Table 2 gives a brief overview of abortion laws in the two states. Again, numbers and specific details are retrieved from that table. Both, Idaho and Nevada belong to majority of 39 states that require an abortion to be performed by a licensed physician. This law serves to protect the health of the women concerned and requires special medical training of the physicians. Whilst Idaho refers to a specified point (viability of the fetus) in the pregnancy, Nevada chose a specific date (24 weeks) when an abortion is to be performed in a hospital. Technically, Idaho allows late-term abortions, so in the third trimester. However, a second physician must participate in that case. Here, on can think of a life or health endangerment of the mother-to-be because of the pregnancy. That is also the only reason why abortions can be performed after viability of the fetus in Idaho, whereas Nevada refers to the 24-week term again. Partial-birth abortions are enjoined in both states. A partial-birth abortion is an abortion in which the person performing the abortion partially vaginally delivers a living fetus before killing the fetus and completing the delivery.
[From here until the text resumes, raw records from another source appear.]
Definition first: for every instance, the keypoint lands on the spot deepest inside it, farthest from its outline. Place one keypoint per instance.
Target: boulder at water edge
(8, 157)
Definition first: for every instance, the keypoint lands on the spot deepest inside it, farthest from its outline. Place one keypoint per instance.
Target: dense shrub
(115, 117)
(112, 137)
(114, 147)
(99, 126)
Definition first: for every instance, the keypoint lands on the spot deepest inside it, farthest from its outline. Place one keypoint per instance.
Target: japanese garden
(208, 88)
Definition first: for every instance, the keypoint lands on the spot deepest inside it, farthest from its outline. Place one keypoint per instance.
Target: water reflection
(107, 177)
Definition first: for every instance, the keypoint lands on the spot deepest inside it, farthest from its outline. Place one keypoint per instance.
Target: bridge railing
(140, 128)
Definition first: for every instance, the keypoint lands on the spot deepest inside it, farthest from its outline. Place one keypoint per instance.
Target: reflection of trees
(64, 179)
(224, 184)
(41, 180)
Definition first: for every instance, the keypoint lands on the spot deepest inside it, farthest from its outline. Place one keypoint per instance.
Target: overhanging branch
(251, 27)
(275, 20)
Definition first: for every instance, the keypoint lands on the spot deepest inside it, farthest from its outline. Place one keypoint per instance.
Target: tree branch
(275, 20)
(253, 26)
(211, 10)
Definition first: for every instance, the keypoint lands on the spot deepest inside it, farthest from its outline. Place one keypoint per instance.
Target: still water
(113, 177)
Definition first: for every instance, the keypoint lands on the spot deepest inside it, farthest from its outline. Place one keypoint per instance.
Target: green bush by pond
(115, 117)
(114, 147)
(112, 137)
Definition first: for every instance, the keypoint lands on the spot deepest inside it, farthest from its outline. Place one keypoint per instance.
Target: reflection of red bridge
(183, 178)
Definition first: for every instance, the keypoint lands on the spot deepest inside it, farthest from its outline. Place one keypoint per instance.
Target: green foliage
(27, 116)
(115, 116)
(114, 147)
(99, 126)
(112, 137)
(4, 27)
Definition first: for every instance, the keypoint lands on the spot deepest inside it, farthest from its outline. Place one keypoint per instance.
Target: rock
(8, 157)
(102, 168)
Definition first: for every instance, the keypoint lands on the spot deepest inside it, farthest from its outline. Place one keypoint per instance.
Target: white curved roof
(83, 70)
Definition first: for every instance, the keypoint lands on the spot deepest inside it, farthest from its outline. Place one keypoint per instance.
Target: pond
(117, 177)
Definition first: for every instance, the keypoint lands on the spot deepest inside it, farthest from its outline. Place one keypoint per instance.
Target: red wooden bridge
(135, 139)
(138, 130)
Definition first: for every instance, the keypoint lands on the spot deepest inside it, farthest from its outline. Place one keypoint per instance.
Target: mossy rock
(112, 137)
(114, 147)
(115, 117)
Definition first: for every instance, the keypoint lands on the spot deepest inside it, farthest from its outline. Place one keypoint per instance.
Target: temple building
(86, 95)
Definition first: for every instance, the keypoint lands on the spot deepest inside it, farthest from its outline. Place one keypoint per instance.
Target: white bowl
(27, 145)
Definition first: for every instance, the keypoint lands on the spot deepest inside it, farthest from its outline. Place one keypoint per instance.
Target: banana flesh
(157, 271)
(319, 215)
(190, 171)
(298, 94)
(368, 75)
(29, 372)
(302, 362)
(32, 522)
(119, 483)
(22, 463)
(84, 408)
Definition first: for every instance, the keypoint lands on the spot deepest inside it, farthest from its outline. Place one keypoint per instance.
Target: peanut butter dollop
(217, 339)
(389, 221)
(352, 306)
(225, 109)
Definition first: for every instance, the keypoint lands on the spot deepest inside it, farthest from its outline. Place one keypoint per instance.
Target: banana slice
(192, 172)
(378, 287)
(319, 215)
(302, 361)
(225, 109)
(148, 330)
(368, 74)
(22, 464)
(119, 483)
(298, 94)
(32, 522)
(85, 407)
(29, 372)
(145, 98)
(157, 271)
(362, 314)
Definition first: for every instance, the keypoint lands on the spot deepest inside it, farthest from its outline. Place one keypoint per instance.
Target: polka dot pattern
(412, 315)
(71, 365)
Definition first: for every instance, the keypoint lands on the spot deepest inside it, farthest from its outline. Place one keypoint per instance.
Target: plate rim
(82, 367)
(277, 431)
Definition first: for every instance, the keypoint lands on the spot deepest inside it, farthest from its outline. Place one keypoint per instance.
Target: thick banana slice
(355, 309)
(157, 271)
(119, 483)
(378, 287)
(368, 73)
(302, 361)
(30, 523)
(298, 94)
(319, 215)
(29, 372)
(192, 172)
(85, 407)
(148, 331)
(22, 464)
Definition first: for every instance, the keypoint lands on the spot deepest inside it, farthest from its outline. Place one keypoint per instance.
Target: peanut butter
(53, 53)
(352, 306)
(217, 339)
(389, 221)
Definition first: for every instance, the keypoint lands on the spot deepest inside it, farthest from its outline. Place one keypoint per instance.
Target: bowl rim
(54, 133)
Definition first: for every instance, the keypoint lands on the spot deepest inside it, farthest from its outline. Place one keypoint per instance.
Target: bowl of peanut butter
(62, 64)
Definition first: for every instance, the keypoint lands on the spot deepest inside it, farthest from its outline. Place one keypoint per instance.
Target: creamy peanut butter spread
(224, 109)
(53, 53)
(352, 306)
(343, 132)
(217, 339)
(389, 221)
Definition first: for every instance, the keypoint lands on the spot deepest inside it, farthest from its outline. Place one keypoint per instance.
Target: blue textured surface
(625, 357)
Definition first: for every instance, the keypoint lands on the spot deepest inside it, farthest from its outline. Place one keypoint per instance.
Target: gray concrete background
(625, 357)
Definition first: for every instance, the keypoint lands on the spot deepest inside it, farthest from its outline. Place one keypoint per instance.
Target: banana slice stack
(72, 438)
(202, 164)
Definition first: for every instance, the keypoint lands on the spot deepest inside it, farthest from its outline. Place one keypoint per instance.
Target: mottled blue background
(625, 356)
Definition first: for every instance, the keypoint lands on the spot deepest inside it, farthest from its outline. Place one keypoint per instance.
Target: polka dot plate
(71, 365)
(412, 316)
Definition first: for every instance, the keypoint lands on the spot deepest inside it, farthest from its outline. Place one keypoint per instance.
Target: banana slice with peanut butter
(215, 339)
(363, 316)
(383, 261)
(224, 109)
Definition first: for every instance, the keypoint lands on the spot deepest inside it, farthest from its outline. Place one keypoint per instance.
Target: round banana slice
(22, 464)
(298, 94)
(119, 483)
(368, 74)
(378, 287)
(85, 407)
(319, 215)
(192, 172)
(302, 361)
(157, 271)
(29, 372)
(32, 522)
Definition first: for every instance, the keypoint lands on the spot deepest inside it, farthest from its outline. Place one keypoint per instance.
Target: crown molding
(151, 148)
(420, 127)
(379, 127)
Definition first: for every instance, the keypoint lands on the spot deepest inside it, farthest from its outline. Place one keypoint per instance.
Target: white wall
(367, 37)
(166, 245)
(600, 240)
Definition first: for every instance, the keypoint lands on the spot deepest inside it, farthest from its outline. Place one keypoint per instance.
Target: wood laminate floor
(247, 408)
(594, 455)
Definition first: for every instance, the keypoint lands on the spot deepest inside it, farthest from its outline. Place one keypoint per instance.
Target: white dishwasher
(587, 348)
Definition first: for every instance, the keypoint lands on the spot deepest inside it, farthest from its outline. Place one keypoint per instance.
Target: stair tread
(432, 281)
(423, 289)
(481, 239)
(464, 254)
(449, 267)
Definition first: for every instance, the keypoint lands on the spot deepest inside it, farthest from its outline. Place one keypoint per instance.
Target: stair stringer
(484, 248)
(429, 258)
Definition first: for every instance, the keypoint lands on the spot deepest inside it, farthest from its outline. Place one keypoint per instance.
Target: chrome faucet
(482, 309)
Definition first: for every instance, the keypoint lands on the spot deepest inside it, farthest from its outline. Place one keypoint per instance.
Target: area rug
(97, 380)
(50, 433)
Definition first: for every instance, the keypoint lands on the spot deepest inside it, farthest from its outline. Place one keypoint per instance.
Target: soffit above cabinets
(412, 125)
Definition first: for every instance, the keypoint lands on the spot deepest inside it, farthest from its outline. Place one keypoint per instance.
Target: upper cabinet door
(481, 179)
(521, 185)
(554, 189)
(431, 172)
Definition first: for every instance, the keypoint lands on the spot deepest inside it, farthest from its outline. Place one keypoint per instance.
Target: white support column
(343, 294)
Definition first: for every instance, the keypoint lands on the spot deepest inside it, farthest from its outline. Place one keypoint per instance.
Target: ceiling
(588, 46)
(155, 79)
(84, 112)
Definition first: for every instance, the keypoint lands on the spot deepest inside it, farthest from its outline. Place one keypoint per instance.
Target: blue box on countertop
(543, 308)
With regard to the public founding of abortion, both states prohibit the use of state funds unless the woman’s life is in danger or the pregnancy is the result of rape or incest. In addition to that, Idaho also restricts coverage of abortion in private insurance plans. Moreover, Idaho requires a 24-hours waiting period between the time she receives counseling and the actual abortion is performed and it also requires the consent of both parents if a minor decides to have an abortion whilst the law in Nevada is permanently enjoined.
6 Abortion clinics are nonhospital facilities where half or more of patient visits are for abortion services; other clinics are sites where fewer than half of patient visits are for abortion services, including physi- cians' offices that provide 400 or more abortions per year. Physicians' offices are facilities that perform fewer than 400 abortions per year and have names suggesting that they are physicians' private practices.